Boylan serves as the MacGuffin that drives the plot for all three of the Jordache siblings. For Gretchen he is an introduction to the world of men and relationships. He awakens in her the realization that she is the kind of woman who reduces men to cowering wimps but who cannot, perhaps somewhat paradoxically, put together a sound, completely fulfilling relationship. Her marriage to Willie Abbott collapses under the weight of his alcoholism and her marriage to Colin Burke ends in tragedy when Burke dies in a car accident. Similarly none of her numerous affairs bear any genuine emotional fruit.

It is because of Boylan that Thomas embarks on a savage act of vandalism (with his friend Claude, who eventually turns him in). When caught, the men of the town present Axel Jordache with a choice – send Thomas away or let him and the family face the consequences with the law. Jordache sends him away to live with his brother in Ohio, thus beginning a pattern that is repeated over and over and over in the novel: Thomas settles somewhere for a while, does OK for a time, then gets into trouble and has to flee.

Finally Boylan offers to pay for Rudolph to go to college. Although on one level Rudolph despises Boylan as a petty vindictive rich pervert of an old man, he sees another side of him as well - the financially independent man of the world who wants for nothing. Shaw uses Rudolph's even, balanced judgment of Boylan as a counterpoint to the wholly negative, wholly one-sided opinion of him, which both Gretchen and Thomas cling to in their own separate ways.

==Adaptations==
A 1976 miniseries adaptation of the novel premiered on ABC and starred Peter Strauss as Rudy, Susan Blakely as Julie and Nick Nolte as Tom.
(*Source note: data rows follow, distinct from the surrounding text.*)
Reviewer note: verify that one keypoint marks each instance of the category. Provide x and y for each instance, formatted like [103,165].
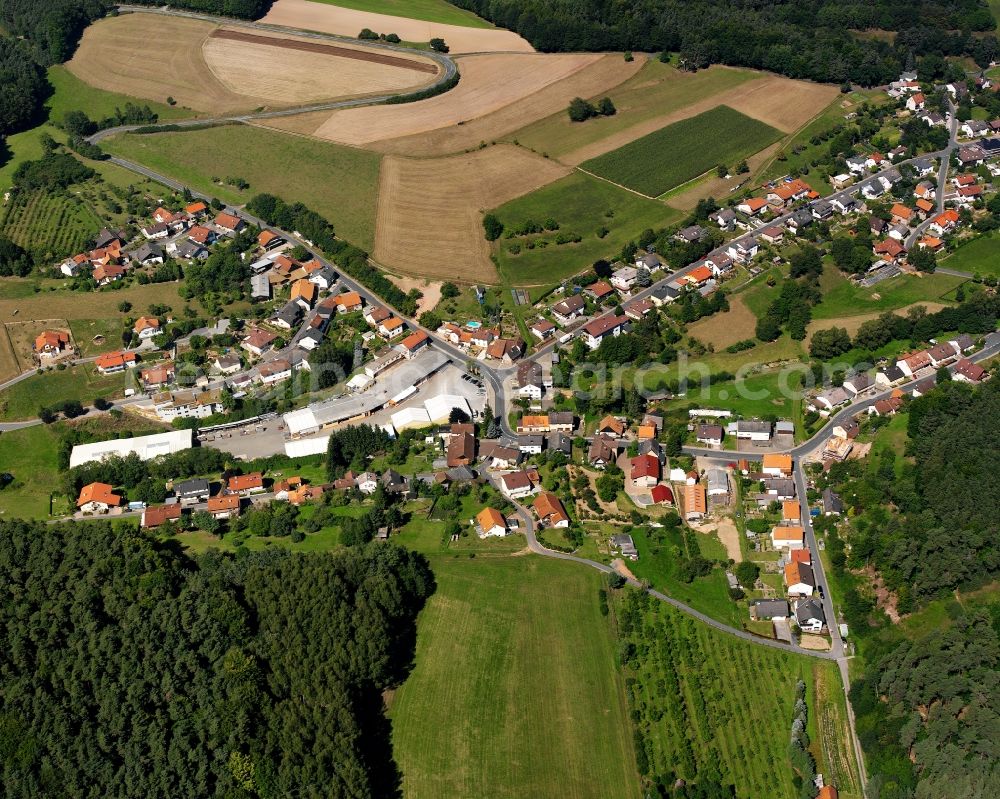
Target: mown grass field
[684,150]
[708,702]
[657,89]
[341,183]
[980,256]
[426,10]
[55,224]
[581,204]
[82,382]
[515,692]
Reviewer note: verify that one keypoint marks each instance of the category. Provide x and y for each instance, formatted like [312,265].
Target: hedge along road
[449,74]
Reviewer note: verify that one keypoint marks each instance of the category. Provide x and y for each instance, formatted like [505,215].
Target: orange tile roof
[489,518]
[98,492]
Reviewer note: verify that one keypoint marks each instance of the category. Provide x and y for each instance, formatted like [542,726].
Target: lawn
[515,691]
[657,89]
[341,183]
[708,702]
[658,564]
[684,150]
[581,204]
[842,298]
[426,10]
[82,382]
[31,456]
[980,256]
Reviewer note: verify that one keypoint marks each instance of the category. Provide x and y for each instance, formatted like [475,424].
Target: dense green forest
[128,669]
[803,39]
[928,711]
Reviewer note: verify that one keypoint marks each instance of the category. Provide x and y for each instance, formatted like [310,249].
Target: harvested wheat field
[222,70]
[489,83]
[430,209]
[325,18]
[284,70]
[154,57]
[780,102]
[596,78]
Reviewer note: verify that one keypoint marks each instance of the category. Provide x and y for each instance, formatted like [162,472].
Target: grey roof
[808,609]
[831,502]
[290,313]
[771,608]
[196,485]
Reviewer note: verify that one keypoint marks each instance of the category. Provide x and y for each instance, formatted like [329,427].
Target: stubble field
[430,210]
[327,18]
[488,84]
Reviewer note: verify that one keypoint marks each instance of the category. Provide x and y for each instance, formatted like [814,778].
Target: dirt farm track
[214,69]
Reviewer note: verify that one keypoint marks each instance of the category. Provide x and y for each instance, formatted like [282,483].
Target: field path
[766,99]
[348,22]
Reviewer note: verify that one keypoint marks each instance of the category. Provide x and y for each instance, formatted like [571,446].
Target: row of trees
[811,40]
[131,670]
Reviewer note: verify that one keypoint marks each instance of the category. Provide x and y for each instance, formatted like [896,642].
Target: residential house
[695,502]
[968,372]
[565,311]
[490,522]
[543,329]
[777,464]
[624,544]
[245,484]
[193,491]
[914,362]
[515,485]
[710,434]
[97,498]
[942,354]
[769,609]
[602,451]
[550,510]
[662,495]
[809,616]
[51,343]
[624,279]
[228,223]
[415,343]
[156,515]
[113,362]
[752,206]
[596,331]
[599,291]
[644,471]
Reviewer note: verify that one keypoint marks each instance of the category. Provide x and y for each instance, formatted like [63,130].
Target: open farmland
[684,150]
[50,223]
[461,37]
[337,182]
[581,204]
[515,691]
[489,83]
[221,70]
[659,95]
[430,209]
[426,10]
[286,71]
[708,703]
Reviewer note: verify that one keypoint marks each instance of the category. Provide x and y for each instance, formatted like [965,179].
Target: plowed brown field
[489,83]
[430,209]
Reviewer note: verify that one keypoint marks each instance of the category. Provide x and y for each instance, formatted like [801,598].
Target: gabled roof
[98,492]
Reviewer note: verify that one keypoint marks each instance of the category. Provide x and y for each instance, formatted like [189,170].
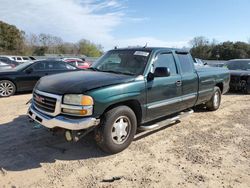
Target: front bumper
[62,121]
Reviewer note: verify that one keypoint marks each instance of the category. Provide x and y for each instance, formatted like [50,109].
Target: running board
[165,122]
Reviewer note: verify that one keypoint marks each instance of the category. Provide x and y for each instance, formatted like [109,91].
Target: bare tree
[199,41]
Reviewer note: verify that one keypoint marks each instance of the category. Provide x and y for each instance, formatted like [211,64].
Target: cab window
[186,63]
[166,60]
[39,66]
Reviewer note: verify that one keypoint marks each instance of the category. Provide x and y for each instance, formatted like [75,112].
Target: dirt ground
[206,149]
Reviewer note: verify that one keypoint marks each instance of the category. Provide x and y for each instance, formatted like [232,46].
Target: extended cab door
[164,93]
[189,79]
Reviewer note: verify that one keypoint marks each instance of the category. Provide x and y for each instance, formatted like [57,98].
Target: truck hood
[239,73]
[79,82]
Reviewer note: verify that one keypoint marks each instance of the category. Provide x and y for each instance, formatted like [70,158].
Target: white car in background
[19,59]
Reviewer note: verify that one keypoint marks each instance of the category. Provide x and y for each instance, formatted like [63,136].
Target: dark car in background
[9,61]
[79,63]
[4,66]
[25,76]
[240,75]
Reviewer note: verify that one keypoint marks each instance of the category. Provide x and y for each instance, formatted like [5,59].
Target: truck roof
[153,49]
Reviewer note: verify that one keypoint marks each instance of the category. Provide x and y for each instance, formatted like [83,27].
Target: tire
[7,88]
[214,103]
[117,130]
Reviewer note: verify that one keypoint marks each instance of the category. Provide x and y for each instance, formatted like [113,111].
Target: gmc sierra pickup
[124,90]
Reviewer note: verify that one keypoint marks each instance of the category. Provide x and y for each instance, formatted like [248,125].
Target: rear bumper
[62,121]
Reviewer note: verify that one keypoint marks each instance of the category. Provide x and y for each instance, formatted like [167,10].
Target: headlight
[80,105]
[78,100]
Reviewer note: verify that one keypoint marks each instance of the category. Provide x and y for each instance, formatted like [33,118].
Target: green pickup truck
[126,90]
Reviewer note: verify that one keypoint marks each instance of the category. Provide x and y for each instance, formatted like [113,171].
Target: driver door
[164,93]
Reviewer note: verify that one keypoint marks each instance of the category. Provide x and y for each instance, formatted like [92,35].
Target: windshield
[239,65]
[131,62]
[22,66]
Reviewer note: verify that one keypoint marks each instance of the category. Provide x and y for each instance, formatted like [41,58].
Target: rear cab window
[186,62]
[166,60]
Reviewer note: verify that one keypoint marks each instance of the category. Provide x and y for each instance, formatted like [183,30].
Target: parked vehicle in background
[124,90]
[9,61]
[79,63]
[4,66]
[199,63]
[25,76]
[240,75]
[21,59]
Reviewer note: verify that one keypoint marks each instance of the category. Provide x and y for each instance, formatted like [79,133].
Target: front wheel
[117,129]
[214,103]
[7,88]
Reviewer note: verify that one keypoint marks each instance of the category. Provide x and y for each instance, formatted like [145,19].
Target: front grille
[44,103]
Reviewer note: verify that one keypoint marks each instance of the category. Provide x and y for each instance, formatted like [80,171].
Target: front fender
[106,97]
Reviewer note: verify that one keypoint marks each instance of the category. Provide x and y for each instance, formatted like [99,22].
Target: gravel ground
[206,149]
In 1982, an adaptation of Shaw's novel was realised by Lithuanian Film Studios of the Soviet TV.

In 2011, a Turkish drama was also an adaptation of Rich Man, Poor Man with a different twist: in Kuzey Güney miniseries, starring Kıvanç Tatlıtuğ, Buğra Gülsoy and Öykü Karayel, Kuzey was shown as the tough, wild and rebellious son (but inside he was noble and child hearten person) and Güney was shown as an responsible, calm and clean son of a hate-filled couple Sami and Handan Tekinoglu of Istanbul.

==Sequel==
Shaw released a sequel to the novel titled, Beggarman, Thief in 1977.